L’avvocato ha il dovere di comportarsi, in ogni situazione (quindi anche nella dimensione privata e non propriamente nell’espletamento dell’attività forense), con la dignità e con il decoro imposti dalla funzione che l’avvocatura svolge nella giurisdizione (art. 5 9 cdf) e deve in ogni caso astenersi dal pronunciare espressioni sconvenienti od offensive (art. 52 cdf), la cui rilevanza deontologica non è peraltro esclusa dalla provocazione altrui, né dalla reciprocità delle offese, né dallo stato d’ira o d’agitazione che da questa dovesse derivare, non trovando applicazione in tale sede l’esimente prevista dall’art. 599 c.p.
Nel caso di specie, l’avvocato si era rivolto alla propria ex moglie con numerosi appellativi offensivi, tra cui “peripatetica”, a dir il vero anche con qualcosa di più.
In applicazione del principio di cui in massima, il CNF ha rigettato il ricorso dell’incolpato avverso la sanzione disciplinare irrogatagli dal CDD.
Consiglio Nazionale Forense (pres. f.f. Napoli, rel.

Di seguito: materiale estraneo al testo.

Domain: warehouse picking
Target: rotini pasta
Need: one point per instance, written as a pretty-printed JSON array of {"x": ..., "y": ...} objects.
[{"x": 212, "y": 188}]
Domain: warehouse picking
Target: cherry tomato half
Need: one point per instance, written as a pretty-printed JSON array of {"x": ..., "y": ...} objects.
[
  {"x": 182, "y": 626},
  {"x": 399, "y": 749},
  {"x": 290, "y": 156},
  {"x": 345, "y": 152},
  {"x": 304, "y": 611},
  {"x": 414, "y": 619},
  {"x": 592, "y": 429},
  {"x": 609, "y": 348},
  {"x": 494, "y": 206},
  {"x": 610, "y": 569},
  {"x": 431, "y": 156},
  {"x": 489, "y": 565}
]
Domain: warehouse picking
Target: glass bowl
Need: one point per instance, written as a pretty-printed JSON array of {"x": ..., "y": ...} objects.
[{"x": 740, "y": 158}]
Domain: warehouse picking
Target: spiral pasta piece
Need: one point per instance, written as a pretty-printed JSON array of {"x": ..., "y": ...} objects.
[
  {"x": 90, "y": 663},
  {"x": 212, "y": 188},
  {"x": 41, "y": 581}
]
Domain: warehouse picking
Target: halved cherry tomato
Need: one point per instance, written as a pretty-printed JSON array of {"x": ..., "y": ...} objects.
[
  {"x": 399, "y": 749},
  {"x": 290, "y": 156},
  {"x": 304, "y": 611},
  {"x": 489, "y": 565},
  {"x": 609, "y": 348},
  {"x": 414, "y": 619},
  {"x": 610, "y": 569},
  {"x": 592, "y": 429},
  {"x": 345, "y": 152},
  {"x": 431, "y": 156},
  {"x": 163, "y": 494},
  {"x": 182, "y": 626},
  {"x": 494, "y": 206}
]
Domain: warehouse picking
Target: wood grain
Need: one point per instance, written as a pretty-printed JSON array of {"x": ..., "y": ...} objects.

Palma), sentenza n. 107 del 27 marzo 2024
Alla medesima conclusione si era giunti con la decisione del Consiglio Nazionale Forense, sentenza del 28 dicembre 2013, n. 213 in una fattispecie analoga a quella in esame.
Anche in questo caso, l’avvocato si era rivolto alla propria ex moglie con appellativi indecorosi, del tutto analoghi a quelli utilizzati nella decisione in commento e il suo successivo “pentimento” e presa di coscienza di aver esagerato non aveva influito sulla decisione disciplinare.